Follow instructions at:  
https://detectron2.readthedocs.io/en/latest/tutorials/install.html

### Finetuning

Follow instructions at:  
https://detectron2.readthedocs.io/en/latest/tutorials/training.html

### Inference

```python
import cv2
import layoutparser as lp
import matplotlib.pyplot as plt

# Configuration
model_config_path = "config_mask_rcnn_resized.yaml"
model_path = "SweMPer-layout-lite.pth"

label_map = {
    0: "advertisement",
    1: "author",
    2: "header_or_footer",
    3: "image",
    4: "list",
    5: "page_no",
    6: "table",
    7: "text",
    8: "title",
}

# Load model
model = lp.models.Detectron2LayoutModel(
    config_path=model_config_path,
    model_path=model_path,
    extra_config=["MODEL.ROI_HEADS.SCORE_THRESH_TEST", 0.8],
    label_map=label_map,
)

# Load and process image
image = cv2.imread("<path_to_image>")
image = image[..., ::-1]  # BGR to RGB

# Detect layout
layout = model.detect(image)

# Print detected elements
for block in layout:
    print(f"Type: {block.type}, Score: {block.score:.3f}, Box: {block.coordinates}")

# Visualize results
viz = lp.draw_box(image, layout, box_width=3, show_element_type=True)
plt.figure(figsize=(12, 16))
plt.imshow(viz)
plt.axis("off")
plt.show()
```

## Acknowledgements

This work was carried out within the project:  
**Communicating Medicine (SweMPer): Digitalisation of Swedish Medical Periodicals, 1781–2011**  
(Project ID: **IN22-0017**), funded by **Riksbankens Jubileumsfond**.

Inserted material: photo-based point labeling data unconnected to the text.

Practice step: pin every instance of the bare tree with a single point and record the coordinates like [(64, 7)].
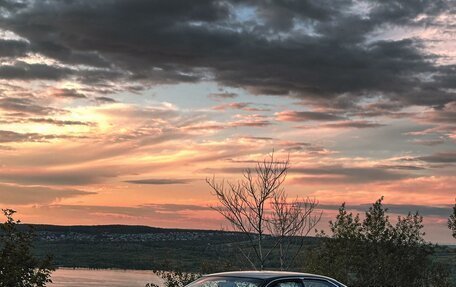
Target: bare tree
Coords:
[(452, 221), (257, 206), (290, 223)]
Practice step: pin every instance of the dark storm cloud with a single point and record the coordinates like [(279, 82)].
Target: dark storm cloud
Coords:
[(335, 174), (160, 181), (25, 71), (353, 124), (308, 49), (24, 105), (217, 96), (13, 48)]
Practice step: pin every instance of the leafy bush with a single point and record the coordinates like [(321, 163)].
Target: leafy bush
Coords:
[(18, 266)]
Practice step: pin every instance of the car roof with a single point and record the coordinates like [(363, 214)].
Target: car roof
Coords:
[(265, 275)]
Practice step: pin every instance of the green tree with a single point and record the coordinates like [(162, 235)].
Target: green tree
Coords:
[(18, 266), (452, 221), (175, 278), (374, 252)]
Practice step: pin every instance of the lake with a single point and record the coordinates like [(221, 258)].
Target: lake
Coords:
[(66, 277)]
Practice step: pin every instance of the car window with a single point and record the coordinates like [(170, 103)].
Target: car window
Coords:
[(288, 283), (221, 281), (316, 283)]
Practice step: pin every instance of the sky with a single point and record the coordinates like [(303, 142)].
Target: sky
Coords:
[(117, 111)]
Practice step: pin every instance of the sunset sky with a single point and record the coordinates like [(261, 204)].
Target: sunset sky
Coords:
[(116, 111)]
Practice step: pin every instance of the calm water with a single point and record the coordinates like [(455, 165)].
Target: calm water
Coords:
[(102, 278)]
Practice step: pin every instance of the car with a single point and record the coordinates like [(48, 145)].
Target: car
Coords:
[(264, 279)]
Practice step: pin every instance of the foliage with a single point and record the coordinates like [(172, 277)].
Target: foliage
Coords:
[(175, 278), (257, 206), (18, 266), (374, 252), (452, 221)]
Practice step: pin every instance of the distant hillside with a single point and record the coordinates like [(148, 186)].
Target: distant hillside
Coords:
[(152, 248), (116, 228)]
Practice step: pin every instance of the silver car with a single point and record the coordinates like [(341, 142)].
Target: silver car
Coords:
[(264, 279)]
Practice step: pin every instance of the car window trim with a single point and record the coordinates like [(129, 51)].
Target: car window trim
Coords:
[(302, 278)]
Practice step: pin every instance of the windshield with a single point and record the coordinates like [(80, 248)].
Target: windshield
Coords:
[(225, 282)]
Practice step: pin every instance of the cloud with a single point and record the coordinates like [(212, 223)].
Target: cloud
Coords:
[(22, 195), (25, 105), (25, 71), (12, 137), (68, 93), (440, 157), (13, 48), (239, 106), (295, 116), (59, 122), (160, 181), (353, 124), (105, 100), (403, 209), (347, 175), (224, 95), (311, 50)]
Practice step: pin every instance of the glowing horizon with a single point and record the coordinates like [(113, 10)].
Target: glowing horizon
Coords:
[(119, 120)]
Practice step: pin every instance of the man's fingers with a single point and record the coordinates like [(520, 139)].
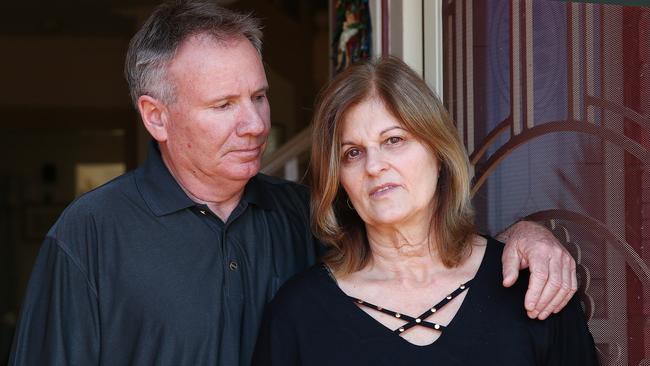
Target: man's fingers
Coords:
[(539, 268), (573, 284), (552, 285), (556, 303), (511, 263)]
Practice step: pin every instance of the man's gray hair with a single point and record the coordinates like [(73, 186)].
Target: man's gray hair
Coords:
[(173, 22)]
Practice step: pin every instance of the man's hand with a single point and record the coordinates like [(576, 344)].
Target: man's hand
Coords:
[(552, 269)]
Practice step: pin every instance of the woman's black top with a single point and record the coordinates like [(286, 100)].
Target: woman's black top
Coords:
[(313, 322)]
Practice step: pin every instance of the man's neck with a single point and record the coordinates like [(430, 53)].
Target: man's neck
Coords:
[(220, 195)]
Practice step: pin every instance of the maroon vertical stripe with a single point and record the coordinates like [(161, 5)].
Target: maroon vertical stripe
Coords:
[(569, 46), (385, 27)]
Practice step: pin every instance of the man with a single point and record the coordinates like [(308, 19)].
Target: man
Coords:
[(172, 264)]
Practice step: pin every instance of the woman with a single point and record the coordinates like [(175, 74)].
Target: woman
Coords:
[(407, 281)]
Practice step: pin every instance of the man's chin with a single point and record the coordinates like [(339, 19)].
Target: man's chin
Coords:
[(246, 170)]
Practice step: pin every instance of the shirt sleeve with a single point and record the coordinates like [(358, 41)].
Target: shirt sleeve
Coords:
[(59, 320), (277, 342), (571, 342)]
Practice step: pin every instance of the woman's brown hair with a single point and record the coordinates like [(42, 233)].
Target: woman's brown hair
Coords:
[(409, 99)]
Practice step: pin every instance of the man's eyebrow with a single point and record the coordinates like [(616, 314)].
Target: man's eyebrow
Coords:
[(264, 89)]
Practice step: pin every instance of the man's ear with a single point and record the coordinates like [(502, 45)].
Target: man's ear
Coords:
[(153, 113)]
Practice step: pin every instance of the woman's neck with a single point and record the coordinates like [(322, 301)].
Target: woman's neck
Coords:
[(407, 254)]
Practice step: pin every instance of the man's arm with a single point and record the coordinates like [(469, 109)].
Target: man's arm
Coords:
[(59, 320), (552, 269)]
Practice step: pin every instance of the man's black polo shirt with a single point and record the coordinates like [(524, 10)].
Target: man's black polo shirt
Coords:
[(136, 273)]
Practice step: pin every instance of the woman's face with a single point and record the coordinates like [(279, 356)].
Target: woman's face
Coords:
[(390, 176)]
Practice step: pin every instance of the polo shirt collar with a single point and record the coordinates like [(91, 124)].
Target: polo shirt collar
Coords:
[(164, 195), (158, 187), (257, 194)]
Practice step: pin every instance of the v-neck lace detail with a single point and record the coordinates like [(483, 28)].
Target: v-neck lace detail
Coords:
[(421, 319)]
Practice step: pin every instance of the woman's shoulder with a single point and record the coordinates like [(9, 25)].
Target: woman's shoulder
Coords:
[(310, 285)]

We gratefully acknowledge the support of the funder and project collaborators.

This model builds upon the excellent work of:

- [Detectron2](https://github.com/facebookresearch/detectron2/tree/main)  
- [LayoutParser](https://github.com/Layout-Parser/layout-parser?tab=readme-ov-file)  

We thank the contributors and maintainers of these projects for making their tools publicly available and supporting research.